Example of SIBTEST nonlinear regression correction applied to the logistic regression method of DIF detection (DeMars 2014, personal communication)
I am truly indebted to Christine E. DeMars (2009) who took the time to explicit the nasty formulas proposed by Jiang & Stout (1998). The use of regressed true score is preferable than using the mere observed score because a less-than-perfect (test) reliability, the latent score between groups would not be perfectly matched even when the observed scores were. In such a case, there is an inflated type 1 error, with spurious DIFs detected due to imperfect latent score matching between the groups examined. Below is the procedure to apply SIBTEST non-linear correction because the observed and true scores are not expected to be correlated linearly in presence of guessing. Specifically, it's the example as can be applied to the Wordsum test (10 items, Word A from J). The x=10 denotes the level of ability indexed by total score.
The equations referenced below are from Jiang & Stout (1998).

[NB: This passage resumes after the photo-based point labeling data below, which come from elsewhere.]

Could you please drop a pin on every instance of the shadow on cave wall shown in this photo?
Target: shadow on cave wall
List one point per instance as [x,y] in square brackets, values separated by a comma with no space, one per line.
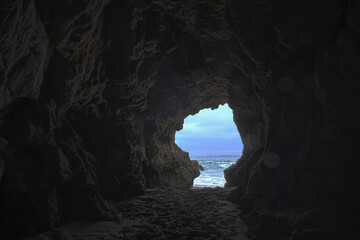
[92,94]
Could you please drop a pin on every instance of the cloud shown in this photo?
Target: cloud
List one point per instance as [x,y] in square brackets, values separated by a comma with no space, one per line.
[208,127]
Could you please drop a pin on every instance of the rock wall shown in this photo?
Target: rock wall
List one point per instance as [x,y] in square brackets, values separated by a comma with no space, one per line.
[92,93]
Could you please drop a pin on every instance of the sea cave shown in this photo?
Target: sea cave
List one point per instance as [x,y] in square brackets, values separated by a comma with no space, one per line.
[93,92]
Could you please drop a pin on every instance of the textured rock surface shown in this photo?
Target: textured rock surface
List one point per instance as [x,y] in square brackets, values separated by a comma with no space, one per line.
[92,93]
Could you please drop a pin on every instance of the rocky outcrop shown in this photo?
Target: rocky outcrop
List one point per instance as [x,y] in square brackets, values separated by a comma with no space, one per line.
[92,93]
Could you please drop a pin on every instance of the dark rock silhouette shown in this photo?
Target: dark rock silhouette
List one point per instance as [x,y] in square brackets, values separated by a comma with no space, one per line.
[92,93]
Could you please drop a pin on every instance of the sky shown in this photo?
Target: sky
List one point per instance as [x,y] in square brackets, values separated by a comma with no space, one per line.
[210,131]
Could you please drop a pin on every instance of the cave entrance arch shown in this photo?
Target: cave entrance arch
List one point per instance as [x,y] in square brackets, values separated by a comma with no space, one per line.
[211,138]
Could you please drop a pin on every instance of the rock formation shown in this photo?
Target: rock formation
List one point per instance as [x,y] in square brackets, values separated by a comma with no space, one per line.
[92,93]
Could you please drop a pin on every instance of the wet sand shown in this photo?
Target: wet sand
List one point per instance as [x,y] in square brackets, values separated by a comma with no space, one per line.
[162,213]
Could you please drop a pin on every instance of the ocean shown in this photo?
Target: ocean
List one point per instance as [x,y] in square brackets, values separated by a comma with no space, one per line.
[214,164]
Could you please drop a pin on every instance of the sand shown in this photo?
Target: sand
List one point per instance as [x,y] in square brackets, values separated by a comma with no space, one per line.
[162,213]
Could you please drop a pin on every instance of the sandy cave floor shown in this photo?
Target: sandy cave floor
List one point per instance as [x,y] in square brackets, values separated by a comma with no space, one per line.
[162,213]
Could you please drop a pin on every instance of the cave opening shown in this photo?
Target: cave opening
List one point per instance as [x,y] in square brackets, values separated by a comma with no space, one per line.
[211,138]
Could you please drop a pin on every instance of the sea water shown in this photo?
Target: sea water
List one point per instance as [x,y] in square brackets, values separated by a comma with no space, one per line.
[214,164]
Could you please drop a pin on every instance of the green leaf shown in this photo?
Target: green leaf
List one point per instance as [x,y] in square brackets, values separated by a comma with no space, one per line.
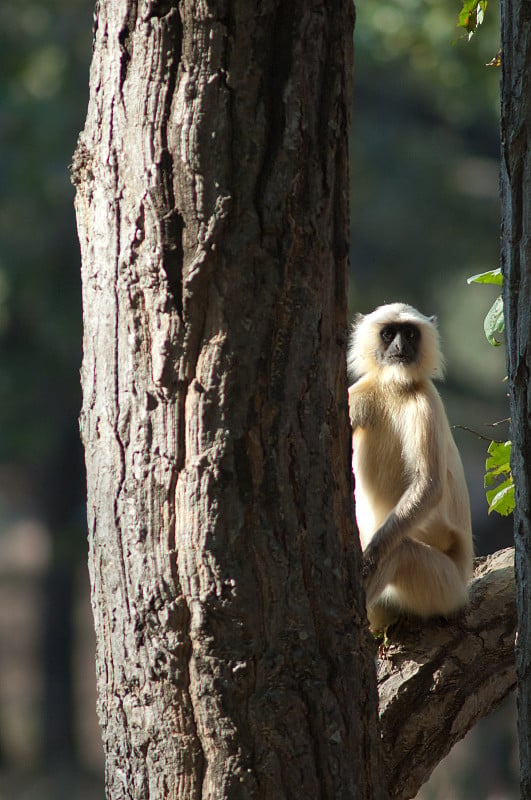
[471,15]
[494,324]
[501,497]
[492,276]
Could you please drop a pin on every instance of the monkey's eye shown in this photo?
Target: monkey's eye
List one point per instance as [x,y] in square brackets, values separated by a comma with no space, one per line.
[411,333]
[388,333]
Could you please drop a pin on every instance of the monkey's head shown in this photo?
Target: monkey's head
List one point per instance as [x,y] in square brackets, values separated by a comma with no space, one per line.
[397,342]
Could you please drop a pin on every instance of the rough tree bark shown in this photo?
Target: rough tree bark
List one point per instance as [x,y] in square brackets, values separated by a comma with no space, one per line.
[212,209]
[516,266]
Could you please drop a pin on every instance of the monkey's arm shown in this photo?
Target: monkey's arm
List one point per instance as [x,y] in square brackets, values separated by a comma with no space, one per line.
[425,459]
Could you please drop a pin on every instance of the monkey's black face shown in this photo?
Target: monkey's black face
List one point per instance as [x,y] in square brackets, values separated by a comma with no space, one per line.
[400,343]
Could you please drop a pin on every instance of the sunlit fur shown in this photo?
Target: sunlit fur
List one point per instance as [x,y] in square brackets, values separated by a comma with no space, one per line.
[412,505]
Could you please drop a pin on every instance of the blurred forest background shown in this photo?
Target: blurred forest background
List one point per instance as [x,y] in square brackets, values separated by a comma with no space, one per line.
[425,215]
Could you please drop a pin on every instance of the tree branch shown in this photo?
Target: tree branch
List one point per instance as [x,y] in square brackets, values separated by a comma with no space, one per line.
[437,679]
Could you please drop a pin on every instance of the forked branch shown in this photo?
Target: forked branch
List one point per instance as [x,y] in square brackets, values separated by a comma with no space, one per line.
[437,680]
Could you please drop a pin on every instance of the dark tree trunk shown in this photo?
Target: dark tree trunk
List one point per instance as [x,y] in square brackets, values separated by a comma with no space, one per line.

First, let's say you are studying item 2 for DIF. As a preliminary step, compute equation 12 (p. 295). Note that the items in the matching score used for equation 12 exclude item 2 (the item you are studying). Now you can find the breakpoint Sg for the regression line for each group for item 2, using equation 20 (p. 300).

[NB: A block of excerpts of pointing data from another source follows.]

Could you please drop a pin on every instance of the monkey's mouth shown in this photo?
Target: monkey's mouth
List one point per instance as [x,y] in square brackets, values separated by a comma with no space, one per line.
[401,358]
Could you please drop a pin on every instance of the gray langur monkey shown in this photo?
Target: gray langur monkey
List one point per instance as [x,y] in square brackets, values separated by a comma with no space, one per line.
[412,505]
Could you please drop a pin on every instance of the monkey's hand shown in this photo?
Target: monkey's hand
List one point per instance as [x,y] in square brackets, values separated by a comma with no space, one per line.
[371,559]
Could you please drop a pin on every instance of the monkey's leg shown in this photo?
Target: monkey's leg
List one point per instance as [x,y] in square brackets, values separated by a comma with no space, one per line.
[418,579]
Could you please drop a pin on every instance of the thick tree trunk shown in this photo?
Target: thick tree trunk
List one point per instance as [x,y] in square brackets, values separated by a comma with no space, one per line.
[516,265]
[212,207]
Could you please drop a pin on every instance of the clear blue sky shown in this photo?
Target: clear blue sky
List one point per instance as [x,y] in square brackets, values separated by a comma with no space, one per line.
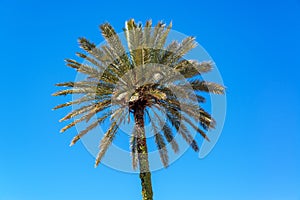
[256,46]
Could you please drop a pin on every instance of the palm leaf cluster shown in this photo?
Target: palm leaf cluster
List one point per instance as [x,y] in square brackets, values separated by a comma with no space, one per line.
[146,72]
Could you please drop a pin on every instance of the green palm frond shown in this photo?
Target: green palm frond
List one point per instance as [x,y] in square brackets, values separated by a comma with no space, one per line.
[108,93]
[106,141]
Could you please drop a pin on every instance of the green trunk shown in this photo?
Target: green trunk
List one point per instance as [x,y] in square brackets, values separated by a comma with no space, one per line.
[145,174]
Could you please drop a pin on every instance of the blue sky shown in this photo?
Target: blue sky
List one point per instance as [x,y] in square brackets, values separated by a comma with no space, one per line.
[256,47]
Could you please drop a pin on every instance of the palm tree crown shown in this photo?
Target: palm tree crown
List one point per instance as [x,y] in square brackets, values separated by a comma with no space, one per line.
[130,81]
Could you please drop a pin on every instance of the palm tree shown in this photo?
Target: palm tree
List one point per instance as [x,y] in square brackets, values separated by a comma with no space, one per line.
[130,82]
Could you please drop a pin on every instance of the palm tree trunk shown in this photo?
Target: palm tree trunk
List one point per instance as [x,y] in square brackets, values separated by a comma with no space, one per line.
[145,174]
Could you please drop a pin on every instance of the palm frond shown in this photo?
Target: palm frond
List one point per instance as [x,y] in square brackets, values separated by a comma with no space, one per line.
[89,128]
[106,142]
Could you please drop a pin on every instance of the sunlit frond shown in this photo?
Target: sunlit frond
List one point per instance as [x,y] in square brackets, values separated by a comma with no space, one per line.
[106,141]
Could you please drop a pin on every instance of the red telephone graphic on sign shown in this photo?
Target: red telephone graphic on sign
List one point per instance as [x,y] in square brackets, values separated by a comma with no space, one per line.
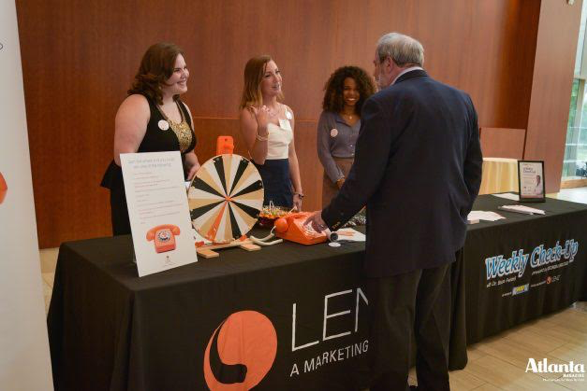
[293,229]
[164,237]
[3,188]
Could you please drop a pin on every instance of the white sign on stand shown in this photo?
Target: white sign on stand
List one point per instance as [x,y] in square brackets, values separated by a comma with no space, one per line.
[158,211]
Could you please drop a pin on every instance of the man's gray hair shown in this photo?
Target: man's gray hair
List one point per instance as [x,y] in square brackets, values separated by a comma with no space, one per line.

Now, as another preliminary step, you have to use Equation 19 (p. 298). Equation 19 is really nasty. I'll illustrate it for x = 10, although obviously you have to compute it for each x from 0 to J (J = one less than the number of items because it excludes item 2). For the first term in the equation, start with item 1 and calculate X_1 (total score excluding item 1 as well as item 2, the studied item). For the first term, multiply the proportion of examinees with X_1 =10 who got the item right by the proportion of examinees with X =10 who got the item wrong (remember X only excludes item 2 vs. X_1 excludes both items 1 and items 2). For the second term, multiply the proportion of examinees with X_1 =9 who got the item right by the proportion of examinees with X =10 who got the item right. Add these terms. Then calculate X_3 and do the multiplication and summing and so on. Then sum all of these values to obtain Z(10). And do this for Z(0), Z(1), etc. Also, although equation 19 does not have the subscript g, when you actually go to use these values in Equation 21 you will need them by group.
So, after obtaining all of the Zg(x)'s for item 2, do a weighted-least squares regression (Equation 21) for x's <= Sg (the breakpoint for item 2 for group g), then another WLS regression for x's > the breakpoint. For the first line, exclude x's < Jc (where Jc is as in Equation 20, p. 300) from the regression. Use one of these 2 regression equations to estimate Vg(x) for all x except for x = cutpoint or x = cutpoint +1. Use linear interpolation between Vg(cutpoint-1) and Vg(cutpoint+2) to adjust these two points (last few lines on p. 301 and first lines on p. 302).